— Вы слишком долго смотрели в окошко без защиты. Это, очевидно, скоро пройдет, не волнуйтесь. Это не имеет отношения к вашей травме головы.
— Хоть это хорошо. — Он пощупал большую шишку на затылке. Она, по крайней мере, цела. Его голова, а не шишка. А в ней вполне могло оказаться не меньше дыр, чем в лодке.
— Пользуйтесь вот этим, — учитель показал на очки у себя на лбу, и, подумав, добавил: — чтобы предупредить снежную слепоту.
— Обо всем подумали, — проворчал Этан и снова поежился. — Как вы считаете, какая температура?
— Примерно минус двадцать по стоградусной, — ответил Вильямс, как будто это само собой разумелось. — И, кажется, немного, понижается. Да вы сами можете посмотреть на термометр на левой руке. — Он слегка улыбнулся.
Действительно, маленький термометр был вшить в ткань у конца перчатки. Сначала показалось, что учитель ошибся: красная черта заполняла почти весь диск. Потом он заметил, что ноль — высшая отметка, деления шли только вниз от него.
На него произвела впечатление цифра, а не устройство. Вдруг он ни с того ни с сего засмеялся. В действительности это прозвучало как рык, и остальным забавным не показалось. На него косились с некоторым испугом, особенно дю Кане, а Колетта взглянула так, словно ничего другого от него и не ожидала.

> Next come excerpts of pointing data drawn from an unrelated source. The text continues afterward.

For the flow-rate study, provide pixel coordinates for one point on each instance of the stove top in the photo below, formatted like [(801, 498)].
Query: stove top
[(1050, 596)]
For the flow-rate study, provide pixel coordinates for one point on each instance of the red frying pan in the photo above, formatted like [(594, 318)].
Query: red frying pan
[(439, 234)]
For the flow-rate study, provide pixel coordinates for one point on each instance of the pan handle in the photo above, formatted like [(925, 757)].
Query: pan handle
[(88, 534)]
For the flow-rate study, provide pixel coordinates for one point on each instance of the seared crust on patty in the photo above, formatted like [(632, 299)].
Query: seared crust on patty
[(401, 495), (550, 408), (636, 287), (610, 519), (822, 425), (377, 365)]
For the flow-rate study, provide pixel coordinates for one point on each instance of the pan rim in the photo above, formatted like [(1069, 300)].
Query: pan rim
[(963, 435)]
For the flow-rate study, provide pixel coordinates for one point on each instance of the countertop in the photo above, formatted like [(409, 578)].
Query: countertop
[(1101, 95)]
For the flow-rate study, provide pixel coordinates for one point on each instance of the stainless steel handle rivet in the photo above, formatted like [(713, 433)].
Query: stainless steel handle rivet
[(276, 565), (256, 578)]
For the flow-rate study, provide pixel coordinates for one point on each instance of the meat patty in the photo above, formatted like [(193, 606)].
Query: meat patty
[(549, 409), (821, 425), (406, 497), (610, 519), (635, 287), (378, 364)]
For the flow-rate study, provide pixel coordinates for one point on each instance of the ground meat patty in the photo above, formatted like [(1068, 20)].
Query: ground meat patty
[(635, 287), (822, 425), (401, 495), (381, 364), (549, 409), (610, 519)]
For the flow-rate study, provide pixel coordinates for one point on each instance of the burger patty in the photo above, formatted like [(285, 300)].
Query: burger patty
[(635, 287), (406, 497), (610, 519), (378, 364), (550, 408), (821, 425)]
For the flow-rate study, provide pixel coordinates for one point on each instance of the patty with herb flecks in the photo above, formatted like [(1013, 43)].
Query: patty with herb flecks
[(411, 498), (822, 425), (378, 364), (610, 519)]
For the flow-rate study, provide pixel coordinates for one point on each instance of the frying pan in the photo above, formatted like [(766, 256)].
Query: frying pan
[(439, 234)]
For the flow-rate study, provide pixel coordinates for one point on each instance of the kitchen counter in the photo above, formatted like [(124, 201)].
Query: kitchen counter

Он остановился, почувствовав, что слезы замерзают на щеках.
Затем заметил, с каким выражением на него смотрят.
— Нет, я не сошел с ума. Я просто вдруг вспомнил, что на «Антаресе» у меня до пяти десятков асандусских обогревателей-люкс для продажи здешним бедным отсталым туземцам. Сейчас я бы отдал свою бабушку за один из них!
— Если бы все, что мы можем желать, мы могли бы жевать, все были бы сыты, — заметил Вильямс. — Это — Рассел, английский философ, двадцатый век.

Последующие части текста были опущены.